Two-way Business Platform
“The platform is both a business-to-business (B2B) and business-to-consumer (B2C) product. The bulk of the growth is driven by healthcare professionals purchasing subscriptions on behalf of their patient populations in an effort to reduce the total cost of care and improve health outcomes,” said Mr Slusser. “It is simultaneously marketed to consumers who want to get engaged, stay informed, and have the peace of mind and convenience of managing the care for their loved ones from anywhere in the world.
“Clearly there is a tsunami of ageing that’s happening around the world and we know there’s going to be this wall of elderly people who are going to need support in some fashion. We are one possible solution to help address that problem.”
Immersing himself in the city’s vibrant entrepreneurial scene, Mr Slusser immediately found synergies for his digital start-up. “Hong Kong is very strong in Fintech and IoT [the Internet of Things],” he said. “Geographically, it’s very easy to get to other major Asian cities from here.”
The challenge when coming to Asia, he said, was to establish whether the market was ready for such a product. So Mr Slusser’s first few months, after moving to Hong Kong in January, focused on intensive research.
“I’m finding we’re still a little premature for Asia, and that’s okay; different cultures are at different places in their need for this. But when you stand back and look at the demographic numbers, it’s coming whether you like it or not. So I feel that it’s good to be here as a first mover because there’s a chance to tailor the product culturally to what Asia needs, which may be slightingly different to US needs, and modify it as needed.”
For instance, Mr Slusser explained, a user in the US might want to keep closer tabs on a parent either living alone, or in a nursing home, which the platform enables. In Asia, the elderly relative often lives in a multi-generational household, looked after during the day by a domestic helper who possibly has no medical training.

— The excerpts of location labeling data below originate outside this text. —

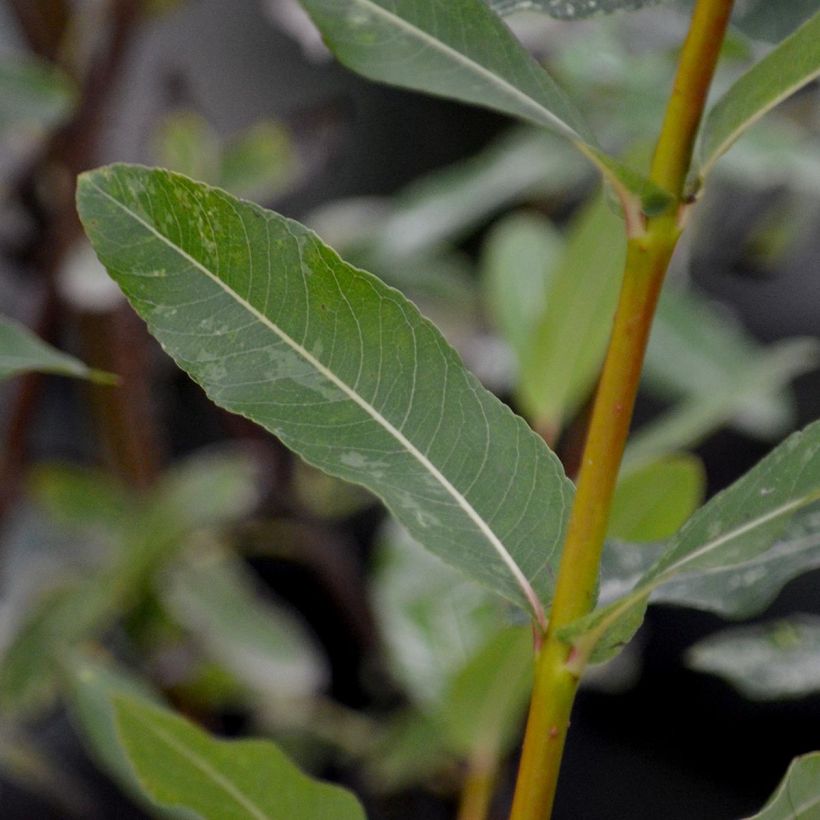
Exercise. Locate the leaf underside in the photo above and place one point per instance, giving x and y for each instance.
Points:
(339, 366)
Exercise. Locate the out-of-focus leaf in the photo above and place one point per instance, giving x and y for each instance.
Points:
(22, 352)
(798, 795)
(205, 491)
(447, 204)
(485, 703)
(259, 162)
(262, 645)
(34, 97)
(277, 327)
(569, 9)
(653, 501)
(180, 766)
(432, 619)
(186, 143)
(519, 253)
(569, 343)
(689, 422)
(410, 44)
(772, 661)
(765, 20)
(736, 527)
(791, 65)
(89, 682)
(696, 350)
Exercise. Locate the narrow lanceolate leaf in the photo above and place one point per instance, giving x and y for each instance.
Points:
(569, 9)
(773, 661)
(461, 49)
(22, 352)
(798, 795)
(339, 366)
(569, 341)
(732, 531)
(180, 766)
(792, 64)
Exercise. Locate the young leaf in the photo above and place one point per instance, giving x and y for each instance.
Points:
(772, 661)
(653, 501)
(519, 254)
(344, 370)
(461, 49)
(22, 352)
(735, 527)
(798, 795)
(568, 345)
(180, 766)
(791, 65)
(569, 9)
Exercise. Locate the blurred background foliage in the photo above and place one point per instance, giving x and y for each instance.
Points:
(152, 544)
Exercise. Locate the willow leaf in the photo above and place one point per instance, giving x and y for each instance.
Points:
(569, 9)
(791, 65)
(711, 555)
(798, 795)
(181, 767)
(343, 369)
(23, 352)
(462, 50)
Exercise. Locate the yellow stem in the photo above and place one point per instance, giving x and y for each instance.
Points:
(647, 259)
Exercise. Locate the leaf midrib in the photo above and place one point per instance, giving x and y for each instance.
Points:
(208, 770)
(479, 69)
(428, 465)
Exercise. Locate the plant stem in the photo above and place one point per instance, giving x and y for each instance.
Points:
(477, 792)
(649, 250)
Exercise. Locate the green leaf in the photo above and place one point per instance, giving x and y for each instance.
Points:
(34, 96)
(180, 766)
(519, 253)
(791, 65)
(688, 423)
(264, 647)
(653, 501)
(563, 361)
(462, 50)
(772, 661)
(736, 527)
(697, 351)
(485, 703)
(340, 367)
(569, 9)
(765, 20)
(22, 352)
(433, 619)
(798, 795)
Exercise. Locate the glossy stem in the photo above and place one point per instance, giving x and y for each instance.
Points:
(648, 253)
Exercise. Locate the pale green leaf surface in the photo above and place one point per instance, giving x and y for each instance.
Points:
(798, 795)
(736, 526)
(569, 342)
(34, 96)
(180, 766)
(265, 647)
(569, 9)
(772, 661)
(791, 65)
(518, 256)
(461, 49)
(696, 349)
(432, 619)
(686, 424)
(653, 501)
(340, 367)
(486, 701)
(23, 352)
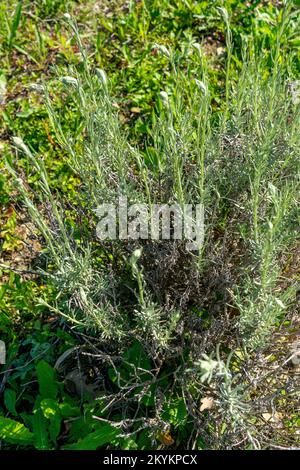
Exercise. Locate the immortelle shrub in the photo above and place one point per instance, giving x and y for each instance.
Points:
(200, 323)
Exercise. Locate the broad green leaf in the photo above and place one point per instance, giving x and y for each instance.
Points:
(41, 441)
(51, 411)
(95, 439)
(67, 410)
(14, 432)
(10, 401)
(47, 380)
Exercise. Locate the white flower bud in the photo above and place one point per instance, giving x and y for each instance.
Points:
(201, 85)
(69, 81)
(102, 76)
(164, 96)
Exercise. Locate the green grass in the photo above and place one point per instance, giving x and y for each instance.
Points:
(226, 136)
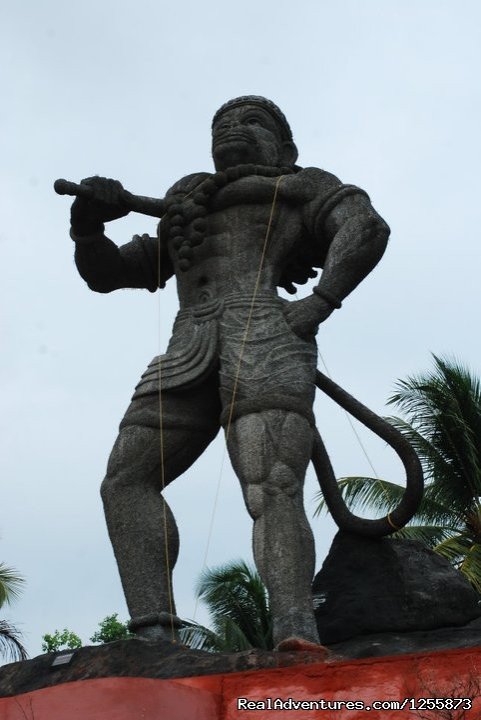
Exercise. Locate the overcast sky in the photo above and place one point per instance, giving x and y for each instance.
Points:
(384, 93)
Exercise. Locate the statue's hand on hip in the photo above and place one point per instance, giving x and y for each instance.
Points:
(304, 316)
(88, 214)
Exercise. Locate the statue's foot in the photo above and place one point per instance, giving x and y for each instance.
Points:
(295, 644)
(156, 626)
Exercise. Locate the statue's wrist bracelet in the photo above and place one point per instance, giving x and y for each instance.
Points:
(86, 238)
(328, 297)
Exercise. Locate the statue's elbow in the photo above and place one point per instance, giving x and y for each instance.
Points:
(100, 286)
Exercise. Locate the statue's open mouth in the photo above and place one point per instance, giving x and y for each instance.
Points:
(232, 137)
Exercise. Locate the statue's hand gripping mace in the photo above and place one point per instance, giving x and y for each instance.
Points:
(137, 203)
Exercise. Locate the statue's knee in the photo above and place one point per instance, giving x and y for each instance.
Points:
(282, 483)
(282, 480)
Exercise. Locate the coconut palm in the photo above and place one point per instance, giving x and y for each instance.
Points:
(443, 410)
(239, 608)
(10, 644)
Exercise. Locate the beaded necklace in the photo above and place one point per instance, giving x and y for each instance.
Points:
(187, 226)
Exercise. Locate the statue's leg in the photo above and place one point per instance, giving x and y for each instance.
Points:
(270, 451)
(141, 526)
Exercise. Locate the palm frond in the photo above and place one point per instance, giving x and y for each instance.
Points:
(429, 535)
(11, 646)
(235, 593)
(381, 497)
(10, 585)
(444, 407)
(364, 493)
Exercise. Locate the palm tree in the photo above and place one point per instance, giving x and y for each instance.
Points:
(239, 608)
(11, 646)
(443, 408)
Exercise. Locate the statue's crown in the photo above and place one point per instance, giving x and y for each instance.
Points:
(262, 102)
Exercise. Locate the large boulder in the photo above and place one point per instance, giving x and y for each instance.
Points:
(371, 586)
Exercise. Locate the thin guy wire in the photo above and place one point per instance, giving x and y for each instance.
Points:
(162, 458)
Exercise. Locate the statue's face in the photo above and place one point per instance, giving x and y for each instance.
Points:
(246, 134)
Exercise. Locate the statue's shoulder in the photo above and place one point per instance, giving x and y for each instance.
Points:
(188, 183)
(313, 182)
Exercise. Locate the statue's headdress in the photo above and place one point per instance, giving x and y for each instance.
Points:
(263, 103)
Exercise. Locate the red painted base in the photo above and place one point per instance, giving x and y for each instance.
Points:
(294, 693)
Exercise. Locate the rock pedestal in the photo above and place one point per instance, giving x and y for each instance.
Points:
(371, 586)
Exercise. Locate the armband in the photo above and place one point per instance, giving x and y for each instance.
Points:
(328, 297)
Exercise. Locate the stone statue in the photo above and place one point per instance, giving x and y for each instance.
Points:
(240, 356)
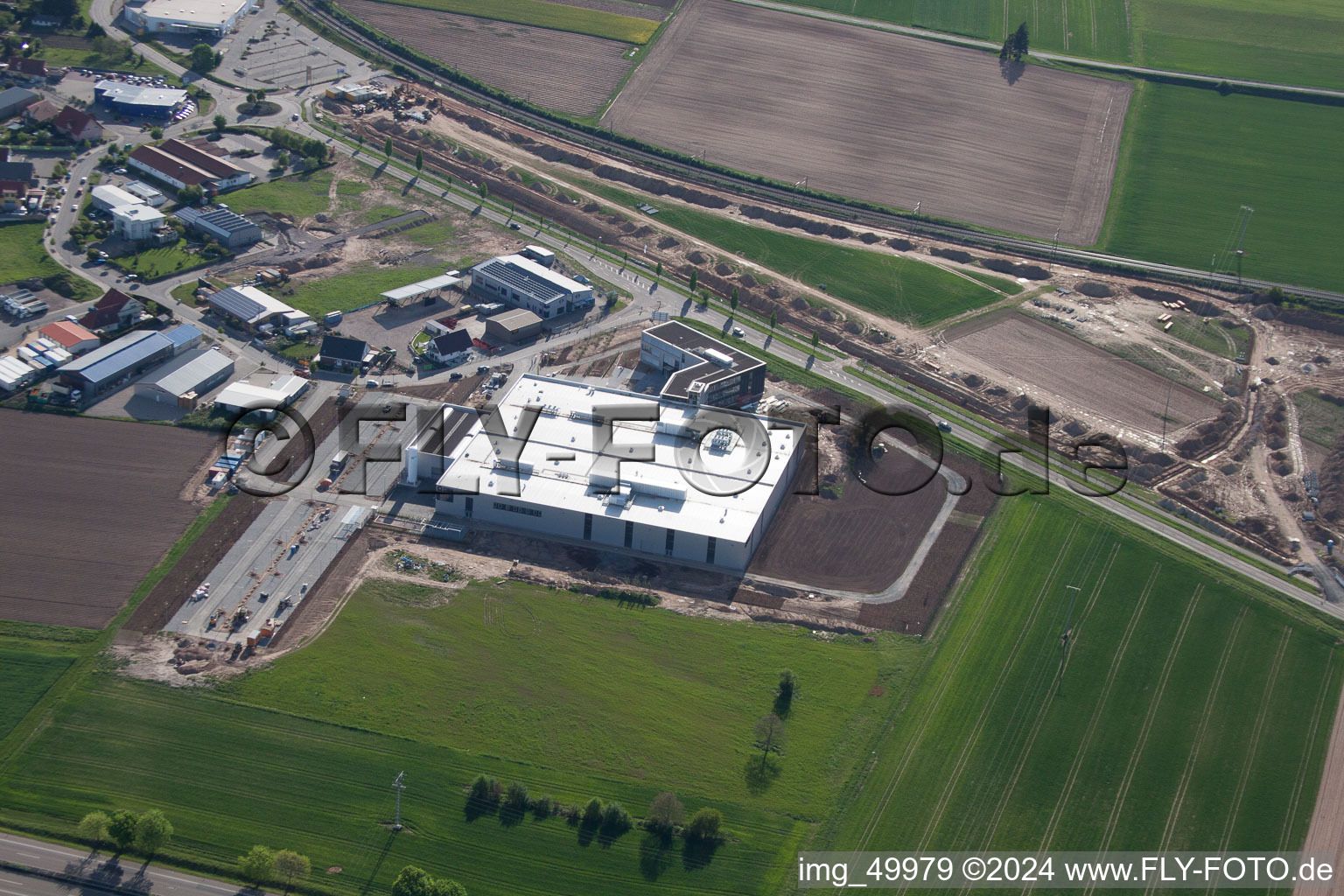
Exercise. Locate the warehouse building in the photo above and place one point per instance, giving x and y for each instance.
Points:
(255, 309)
(701, 368)
(138, 101)
(524, 284)
(226, 228)
(120, 359)
(679, 481)
(515, 326)
(205, 18)
(183, 381)
(180, 164)
(105, 196)
(74, 339)
(242, 396)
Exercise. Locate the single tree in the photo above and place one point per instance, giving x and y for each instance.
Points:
(258, 865)
(704, 823)
(769, 737)
(666, 813)
(202, 58)
(290, 866)
(94, 828)
(153, 832)
(122, 830)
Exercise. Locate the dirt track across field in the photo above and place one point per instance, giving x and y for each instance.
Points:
(880, 116)
(559, 70)
(90, 507)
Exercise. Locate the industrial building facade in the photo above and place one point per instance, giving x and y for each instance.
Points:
(613, 468)
(702, 369)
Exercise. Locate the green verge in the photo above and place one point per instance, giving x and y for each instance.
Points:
(1170, 660)
(584, 697)
(1190, 158)
(549, 15)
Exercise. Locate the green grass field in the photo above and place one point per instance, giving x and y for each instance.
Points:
(1321, 421)
(1191, 713)
(23, 254)
(549, 15)
(892, 285)
(573, 696)
(1296, 42)
(358, 288)
(298, 195)
(1190, 158)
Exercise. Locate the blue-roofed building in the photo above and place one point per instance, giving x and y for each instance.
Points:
(120, 359)
(183, 336)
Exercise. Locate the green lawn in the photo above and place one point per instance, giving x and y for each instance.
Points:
(550, 15)
(1188, 700)
(1321, 421)
(1294, 42)
(892, 285)
(1190, 160)
(573, 696)
(298, 195)
(360, 286)
(27, 676)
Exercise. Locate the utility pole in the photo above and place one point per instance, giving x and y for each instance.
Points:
(398, 786)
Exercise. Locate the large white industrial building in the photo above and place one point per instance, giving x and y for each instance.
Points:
(211, 18)
(684, 482)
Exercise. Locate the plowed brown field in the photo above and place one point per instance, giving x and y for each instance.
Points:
(886, 117)
(89, 508)
(559, 70)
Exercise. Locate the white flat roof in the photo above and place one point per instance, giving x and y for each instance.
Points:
(649, 492)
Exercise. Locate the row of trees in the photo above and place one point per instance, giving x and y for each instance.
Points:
(147, 833)
(263, 865)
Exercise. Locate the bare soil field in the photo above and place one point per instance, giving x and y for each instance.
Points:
(92, 506)
(882, 116)
(561, 70)
(1071, 376)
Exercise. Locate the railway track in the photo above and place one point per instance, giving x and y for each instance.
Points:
(746, 187)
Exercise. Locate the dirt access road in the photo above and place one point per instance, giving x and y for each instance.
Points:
(887, 117)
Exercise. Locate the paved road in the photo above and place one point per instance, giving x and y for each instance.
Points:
(1037, 54)
(94, 872)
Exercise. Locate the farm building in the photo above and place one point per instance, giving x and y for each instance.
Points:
(704, 369)
(107, 198)
(226, 228)
(180, 164)
(255, 309)
(104, 367)
(137, 101)
(113, 312)
(238, 398)
(187, 378)
(74, 339)
(145, 192)
(15, 100)
(205, 18)
(512, 326)
(424, 289)
(524, 284)
(453, 346)
(140, 222)
(632, 471)
(343, 354)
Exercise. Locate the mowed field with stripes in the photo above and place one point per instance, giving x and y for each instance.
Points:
(1191, 713)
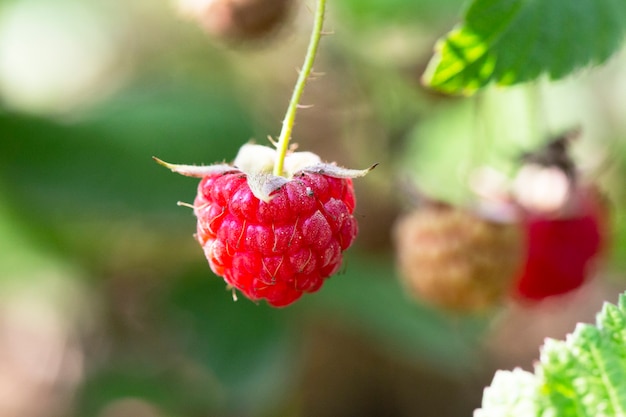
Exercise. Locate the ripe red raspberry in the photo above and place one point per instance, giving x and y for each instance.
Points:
(560, 251)
(564, 222)
(271, 237)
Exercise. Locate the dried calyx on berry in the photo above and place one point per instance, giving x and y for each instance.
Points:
(274, 237)
(563, 221)
(456, 259)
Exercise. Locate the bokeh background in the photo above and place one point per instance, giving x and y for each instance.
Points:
(107, 305)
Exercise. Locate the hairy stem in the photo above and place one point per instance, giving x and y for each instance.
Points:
(290, 117)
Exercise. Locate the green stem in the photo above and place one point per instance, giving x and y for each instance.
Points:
(290, 117)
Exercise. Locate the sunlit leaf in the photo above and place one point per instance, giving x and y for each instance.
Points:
(585, 375)
(514, 41)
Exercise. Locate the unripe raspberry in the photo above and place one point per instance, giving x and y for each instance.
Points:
(270, 237)
(454, 259)
(237, 20)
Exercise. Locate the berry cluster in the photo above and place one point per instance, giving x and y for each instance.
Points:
(462, 261)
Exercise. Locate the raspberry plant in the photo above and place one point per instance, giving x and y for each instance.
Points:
(274, 224)
(585, 375)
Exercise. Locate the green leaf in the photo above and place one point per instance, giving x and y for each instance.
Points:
(514, 41)
(585, 375)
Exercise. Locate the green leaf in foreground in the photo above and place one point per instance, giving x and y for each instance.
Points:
(514, 41)
(585, 375)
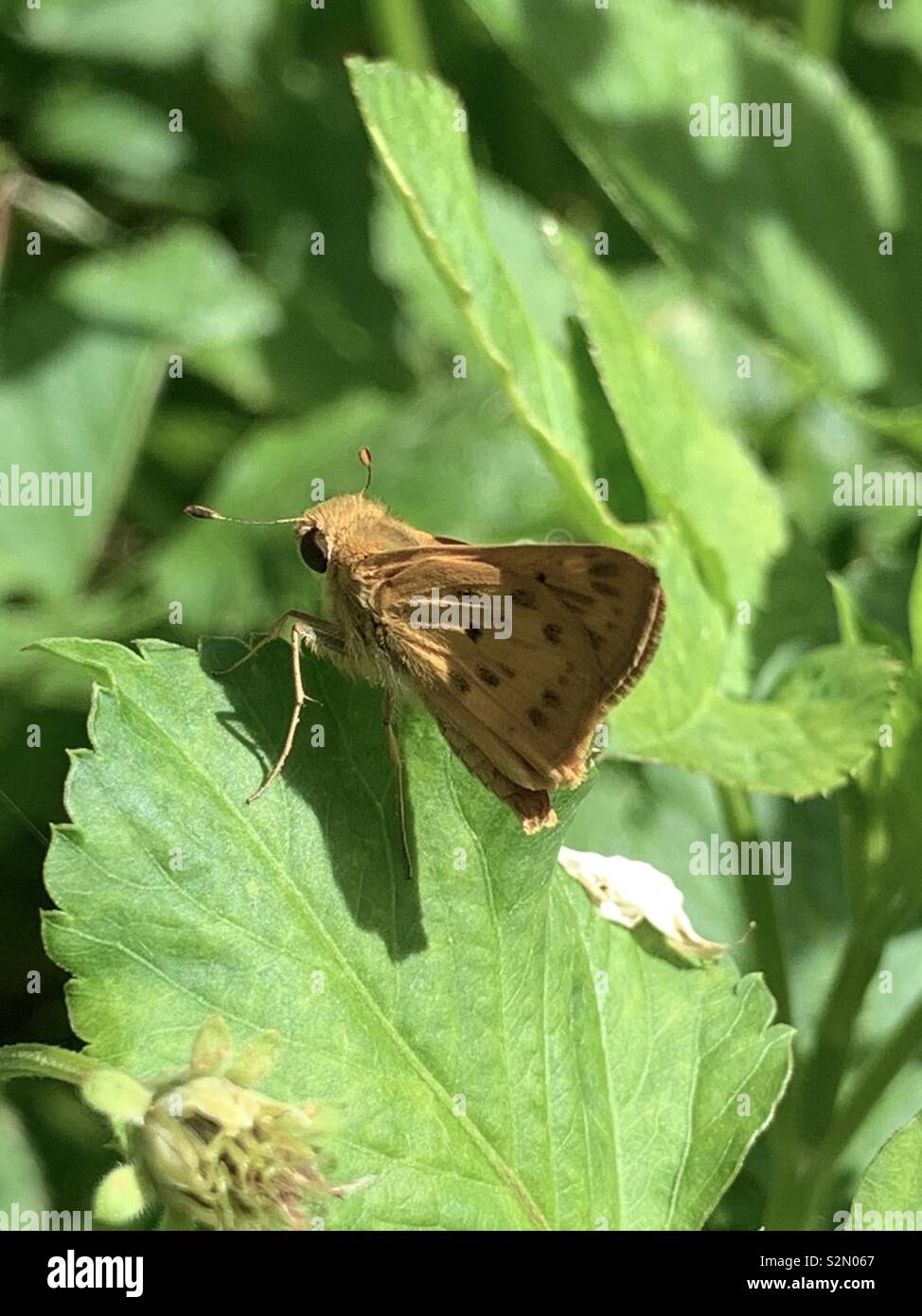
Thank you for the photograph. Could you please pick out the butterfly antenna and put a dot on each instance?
(206, 513)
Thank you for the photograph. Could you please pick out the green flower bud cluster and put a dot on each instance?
(213, 1150)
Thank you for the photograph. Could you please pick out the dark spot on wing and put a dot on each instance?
(604, 566)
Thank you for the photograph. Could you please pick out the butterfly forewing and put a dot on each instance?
(583, 624)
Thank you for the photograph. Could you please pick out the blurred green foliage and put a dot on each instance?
(203, 243)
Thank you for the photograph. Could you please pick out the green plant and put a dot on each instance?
(523, 366)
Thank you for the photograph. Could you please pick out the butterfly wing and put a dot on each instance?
(583, 624)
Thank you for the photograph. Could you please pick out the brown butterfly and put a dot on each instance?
(517, 650)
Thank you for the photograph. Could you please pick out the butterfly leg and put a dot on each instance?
(323, 633)
(394, 748)
(306, 630)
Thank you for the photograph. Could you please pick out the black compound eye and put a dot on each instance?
(311, 546)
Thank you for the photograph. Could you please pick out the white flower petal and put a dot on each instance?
(627, 891)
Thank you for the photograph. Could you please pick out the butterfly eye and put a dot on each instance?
(311, 546)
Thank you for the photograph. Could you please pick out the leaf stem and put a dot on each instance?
(872, 1082)
(759, 901)
(33, 1059)
(400, 33)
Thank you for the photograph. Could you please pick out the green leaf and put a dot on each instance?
(110, 382)
(759, 225)
(225, 32)
(186, 286)
(87, 125)
(892, 1184)
(692, 469)
(21, 1180)
(881, 828)
(412, 124)
(820, 726)
(500, 1056)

In this case, the helper may join the “circle,” and receive support to optimise the care provided.
“Completely aside from REUNIONCare, I think there’s going to be a huge opportunity for caregiving training and services in Hong Kong and wider Asia going forward,” Mr Slusser said.
Early Mover Advantage
He added that it’s “an incredibly exciting time to be in Hong Kong,” where the notion of technology-enabled health care is still brand new.
“It’s like all the pieces of the puzzle here, but they’re not connected yet,” he said. As medical costs continue to spiral out of control, there will be a demand for those types of services, he believes.
“When you get back to the basic raw numbers, there are more people in need of care than there are people able to support them. My belief is there needs to be technology solutions to help support that care, and I think REUNIONCare can be part of that solution.”